Lori Gottlieb weiß, wie man Geschichten erzählt und kennt sich aus mit Dramaturgie, Spannungsbogen und Sprache. Sicherlich kommt ihr dabei zugute, dass sie vor ihrer Psychotherapie-Ausbildung Drehbuchautorin in Hollywood war.

Daher kann ich es ihr auch nachsehen, das manches fachlich etwas gewagt dargestellt wird. Ob dies nun immer dem therapeutischen Abstinenzgebot entspricht, sei mal dahingestellt. Ich verstehe das Buch vorrangig als gute Unterhaltung mit leichtfüßiger Wissensvermittlung.

Auch ahne ich, dass ein Grund für ihren Erfolg dem Umstand geschuldet ist, dass sie so viel Privates von sich Preis gibt.

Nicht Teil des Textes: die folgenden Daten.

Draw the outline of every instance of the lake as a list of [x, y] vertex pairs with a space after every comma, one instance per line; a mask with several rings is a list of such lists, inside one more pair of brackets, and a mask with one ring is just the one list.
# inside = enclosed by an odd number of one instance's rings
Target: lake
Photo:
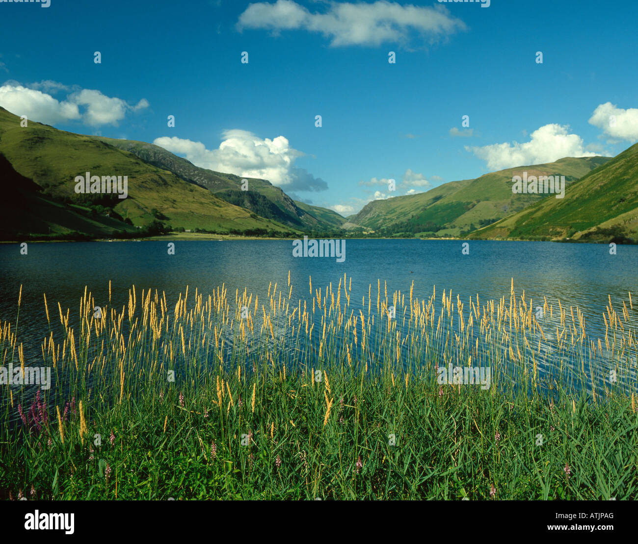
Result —
[[[309, 276], [313, 294], [324, 292], [332, 282], [336, 289], [344, 274], [352, 278], [352, 304], [361, 306], [369, 286], [376, 294], [377, 282], [382, 291], [387, 282], [389, 297], [395, 290], [409, 293], [413, 282], [414, 296], [427, 299], [436, 287], [440, 301], [445, 289], [452, 299], [457, 294], [464, 303], [478, 294], [482, 304], [488, 299], [508, 299], [512, 278], [517, 297], [524, 290], [525, 300], [533, 307], [542, 306], [544, 297], [553, 304], [559, 299], [563, 308], [578, 306], [587, 324], [587, 333], [595, 340], [604, 338], [603, 313], [611, 296], [613, 307], [622, 311], [628, 293], [634, 300], [638, 292], [638, 247], [618, 246], [611, 255], [606, 245], [549, 242], [473, 241], [469, 254], [462, 252], [461, 241], [419, 240], [348, 240], [345, 259], [330, 257], [295, 257], [290, 240], [175, 241], [175, 254], [168, 254], [166, 241], [30, 243], [27, 255], [18, 244], [0, 247], [0, 319], [15, 324], [18, 294], [22, 296], [19, 331], [25, 343], [27, 361], [41, 355], [40, 345], [48, 326], [43, 292], [46, 293], [52, 320], [57, 321], [57, 303], [66, 313], [77, 313], [85, 286], [95, 304], [108, 303], [112, 282], [112, 306], [118, 310], [128, 303], [129, 290], [135, 285], [138, 298], [142, 289], [165, 292], [169, 307], [189, 286], [205, 297], [224, 284], [228, 299], [234, 302], [236, 289], [266, 299], [269, 285], [276, 282], [284, 291], [288, 271], [292, 284], [292, 300], [311, 302]], [[285, 292], [287, 296], [288, 293]], [[554, 313], [554, 316], [556, 314]]]

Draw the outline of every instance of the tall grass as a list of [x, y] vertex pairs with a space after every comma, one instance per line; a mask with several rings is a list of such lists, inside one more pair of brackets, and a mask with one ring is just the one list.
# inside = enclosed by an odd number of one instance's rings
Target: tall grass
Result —
[[[75, 321], [45, 296], [37, 364], [54, 385], [35, 397], [34, 386], [0, 386], [0, 492], [636, 496], [630, 294], [618, 311], [609, 297], [603, 342], [580, 309], [545, 300], [538, 312], [513, 281], [508, 301], [481, 303], [412, 287], [389, 297], [380, 282], [355, 300], [348, 279], [313, 291], [309, 278], [296, 303], [290, 273], [265, 300], [187, 288], [174, 306], [133, 287], [128, 304], [100, 312], [85, 289]], [[2, 325], [5, 366], [26, 364], [18, 324]], [[489, 367], [490, 389], [437, 383], [450, 363]]]

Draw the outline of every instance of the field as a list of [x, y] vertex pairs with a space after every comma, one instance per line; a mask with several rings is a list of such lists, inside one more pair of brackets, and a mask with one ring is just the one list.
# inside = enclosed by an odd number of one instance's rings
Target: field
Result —
[[[508, 301], [462, 302], [389, 297], [380, 282], [355, 296], [348, 279], [313, 291], [309, 278], [299, 301], [290, 274], [265, 300], [221, 286], [169, 303], [133, 287], [99, 311], [85, 290], [76, 315], [45, 296], [31, 364], [20, 291], [3, 365], [50, 367], [54, 385], [0, 387], [0, 494], [636, 497], [631, 294], [609, 298], [594, 338], [580, 310], [533, 310], [513, 281]], [[489, 388], [440, 383], [449, 364], [490, 369]]]

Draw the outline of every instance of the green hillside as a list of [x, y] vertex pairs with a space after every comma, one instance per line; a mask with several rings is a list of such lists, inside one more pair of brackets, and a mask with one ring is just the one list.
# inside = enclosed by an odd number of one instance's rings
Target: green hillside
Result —
[[555, 162], [508, 168], [475, 180], [445, 183], [424, 193], [368, 203], [351, 223], [389, 233], [458, 236], [544, 199], [545, 195], [514, 194], [512, 178], [528, 175], [562, 175], [566, 187], [600, 164], [606, 157], [567, 157]]
[[[130, 222], [130, 227], [145, 227], [160, 221], [173, 228], [190, 230], [290, 231], [281, 223], [260, 217], [226, 202], [207, 189], [149, 164], [98, 138], [59, 131], [33, 121], [29, 122], [28, 127], [23, 128], [20, 120], [17, 116], [0, 108], [0, 153], [22, 176], [20, 179], [33, 182], [30, 189], [24, 190], [33, 193], [24, 196], [31, 199], [31, 204], [35, 206], [31, 217], [48, 218], [46, 225], [33, 222], [29, 232], [47, 234], [50, 228], [57, 233], [78, 231], [93, 234], [110, 233], [111, 227], [116, 231], [127, 230], [121, 221], [114, 224], [100, 220], [98, 222], [104, 222], [104, 225], [96, 224], [91, 228], [83, 221], [71, 225], [68, 222], [70, 218], [78, 213], [74, 206], [94, 215], [98, 210], [101, 217], [119, 216]], [[87, 171], [91, 175], [127, 176], [128, 198], [119, 199], [116, 194], [76, 193], [75, 176]], [[40, 197], [36, 197], [35, 193]], [[8, 213], [11, 205], [10, 201], [3, 199], [0, 204], [2, 211]], [[102, 214], [104, 210], [107, 211]], [[61, 215], [56, 216], [57, 212], [62, 214], [63, 210], [66, 218]], [[20, 228], [25, 227], [24, 222], [20, 224]], [[64, 226], [65, 224], [69, 226]], [[45, 227], [46, 230], [41, 232]]]
[[[101, 138], [102, 141], [130, 152], [149, 164], [168, 170], [201, 187], [216, 196], [256, 215], [273, 219], [294, 229], [320, 229], [334, 227], [341, 218], [336, 212], [327, 215], [321, 208], [299, 205], [281, 189], [266, 180], [248, 178], [248, 190], [241, 190], [242, 178], [196, 166], [189, 161], [152, 143], [133, 140]], [[341, 218], [341, 222], [345, 220]]]
[[476, 238], [638, 240], [638, 144], [565, 190], [473, 233]]
[[339, 215], [334, 210], [329, 210], [327, 208], [321, 208], [318, 206], [312, 206], [297, 200], [295, 201], [295, 204], [308, 215], [313, 216], [320, 222], [320, 226], [322, 228], [338, 229], [341, 228], [346, 222], [346, 218]]

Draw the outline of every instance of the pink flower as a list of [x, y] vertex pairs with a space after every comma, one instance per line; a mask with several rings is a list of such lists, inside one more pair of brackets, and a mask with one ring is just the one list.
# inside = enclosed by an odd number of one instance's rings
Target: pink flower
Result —
[[572, 469], [567, 463], [565, 464], [565, 468], [563, 469], [563, 471], [567, 475], [567, 479], [569, 480], [569, 476], [572, 474]]

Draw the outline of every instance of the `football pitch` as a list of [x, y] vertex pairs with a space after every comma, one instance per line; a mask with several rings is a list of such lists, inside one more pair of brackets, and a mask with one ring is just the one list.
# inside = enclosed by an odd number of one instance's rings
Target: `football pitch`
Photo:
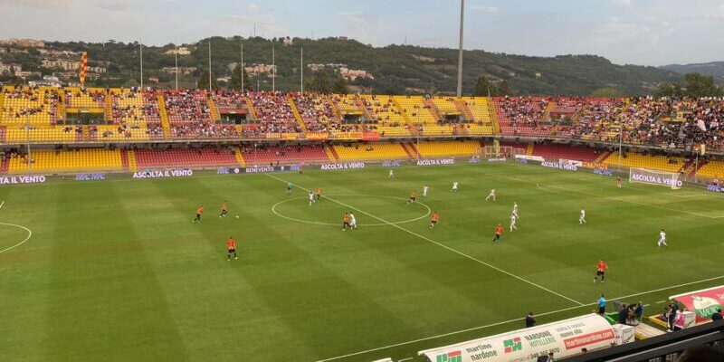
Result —
[[[522, 328], [531, 310], [539, 324], [587, 314], [602, 292], [650, 315], [724, 283], [720, 195], [516, 163], [388, 170], [3, 186], [0, 359], [398, 360]], [[359, 227], [343, 232], [349, 211]]]

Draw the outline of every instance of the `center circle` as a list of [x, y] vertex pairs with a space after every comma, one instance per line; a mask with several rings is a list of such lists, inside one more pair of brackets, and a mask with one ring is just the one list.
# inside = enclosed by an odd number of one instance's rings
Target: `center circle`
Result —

Sie spielt mit den Fantasien, die Patienten über ihre Therapeuten haben, aber normalerweise nicht beantwortet bekommen. Ich kann mir vorstellen, dass neben einem voyeuristischen Vergnügen, dem hier munter gefrönt werden kann, es auch etwas Tröstliches hat, wenn man hautnah miterlebt, dass auch Psychotherapeuten nicht perfekt sind und kein ausschließlich glückliches, konfliktfreies Leben führen. 

Schon länger gibt es eine Imperfekt -Bewegung, in der Menschen sich bewusst ungestylt und zuweilen sogar unvorteilhaft in den sozialen Medien darstellen. Ungeschminkt zeigen sie sich mit all ihren Schwächen und bekommen dafür Anerkennung. Inwieweit dies nun als neue Art der Selbstinszenierung kritisch betrachtet werden muss, bleibt abzuwarten. 

Zuallererst sehe ich dahinter ein gesellschaftliches Aufbegehren gegen den Selbstoptimierungsanspruch, der in den vergangenen Jahren nahezu überall Einzug erhalten hat. Zuweilen hat er Menschen dazu verführt, zu glauben, sie könnten alles erreichen und alles wäre möglich, wenn sie sich bloß genügend anstrengten oder die richtige Methode fänden. Als ob jede Schwäche, jede eigene Begrenzung auf Faulheit oder mangelnden Willen zurückzuführen wäre.

Es gab Jahre, in denen junge, fleißige Studierende, die meine Praxis aufsuchten, allein schon deshalb zur Ruhe kamen, weil ich ihnen erklärte, dass sie hier in der Therapie nicht alles richtig machen müssten und wir uns Zeit nehmen würden, ohne Wertung und Druck zu verstehen, was sie wirklich bewegt.

Was mich aber doch noch interessieren würde und ich bisher nur von meiner Patientin erfahren habe ist, welchen Einfluss diese Art der therapeutischen Darstellung auf Patienten oder generell die Leser, die Gesellschaft hat. Welche Fantasien werden geweckt, welche Vorstellung über Psychotherapie und Therapeuten? Entsteht Neugier oder Abscheu? 

Wird der Therapeutenberuf jetzt sogar richtig cool?!